Users can use the Support Center to resolve any questions or issues related to the platform. Registration in the Support Center is required.

Support Center

Users

Users

Activation or modification of user data, service management, or creating new records is possible from the User Configuration interface.

To search for a specific user, enter their details in the search bar. You can also browse through the alphabetical list located at the top of the user list.

Users can only view sections of the platform (read-only mode) and cannot modify content (except for their own user profile). The only user with permissions to do this is the Superadministrator.

Users: user permissions management interface

The main screen shows a list of active users on the Redborder platform, email addresses, Top Domain (the highest level the user has access to), the number of logins, IP, and the time of their last access.

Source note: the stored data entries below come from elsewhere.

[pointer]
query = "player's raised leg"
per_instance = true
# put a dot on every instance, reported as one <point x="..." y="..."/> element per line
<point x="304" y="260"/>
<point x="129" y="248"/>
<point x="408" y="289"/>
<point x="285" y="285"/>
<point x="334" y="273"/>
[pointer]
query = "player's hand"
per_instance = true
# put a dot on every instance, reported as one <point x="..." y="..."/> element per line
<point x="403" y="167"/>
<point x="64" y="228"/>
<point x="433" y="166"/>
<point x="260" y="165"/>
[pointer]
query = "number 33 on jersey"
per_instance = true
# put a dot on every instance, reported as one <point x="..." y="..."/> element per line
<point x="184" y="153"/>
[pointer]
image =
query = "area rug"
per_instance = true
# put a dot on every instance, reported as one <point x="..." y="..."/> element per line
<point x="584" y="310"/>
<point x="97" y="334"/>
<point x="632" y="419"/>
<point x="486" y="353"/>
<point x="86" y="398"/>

By clicking the Edit button, the user can modify information and view a summary of their status and activity within the platform.

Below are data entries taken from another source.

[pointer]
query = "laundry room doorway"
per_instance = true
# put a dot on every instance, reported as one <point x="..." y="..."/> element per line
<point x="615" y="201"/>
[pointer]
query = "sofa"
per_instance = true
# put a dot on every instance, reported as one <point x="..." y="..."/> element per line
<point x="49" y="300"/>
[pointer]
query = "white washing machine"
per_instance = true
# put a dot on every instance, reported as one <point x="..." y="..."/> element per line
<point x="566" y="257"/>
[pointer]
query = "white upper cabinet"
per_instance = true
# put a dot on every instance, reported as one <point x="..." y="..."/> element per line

Users: user profile editing

Important

Each time any data in a user profile is modified, the current password must be entered to confirm the changes.

To create a new user, click on New user and complete the required information in the user profile. You can check the Administrator box to grant the new user full permissions.

Users: New user

User Area

In the upper right corner of the menu bar, you will find the user area, from which you can view notifications, check your profile, access contextual help, and log out of the system.

User Area

Notifications

To view a summary list of notifications, click on the user area. To access a full list, select the See all option or click on any of the notifications in the summary; this will open a new screen where you can view notification details and delete all notifications using the Clear all option.

User Area: notifications

My Profile

This option allows direct access to the user profile and performs the same actions as the Tools -> Users option.

Show Help

This option provides context-sensitive help to facilitate navigation and usability of the platform.

User Area: help

Log Out

For secure disconnection from the platform, select the Log out option. The system will return to the login screen.

Worker and Job Queue

Worker and Job Queue

In this option, users can check the status of the workers and the jobs running in the background. They can also verify which jobs have been completed.

Note...

Workers are programs that constantly run in the background.

A Job is a program that runs periodically or only once but does not remain running in the background. It runs and then closes.

Worker and Job Queue: status of the worker list and job queue.

Stored Jobs shows the list of completed services. You can check the status of each one via the "Information" icon or remove it from the list using the "Delete" icon. This screen refreshes automatically every 5 seconds.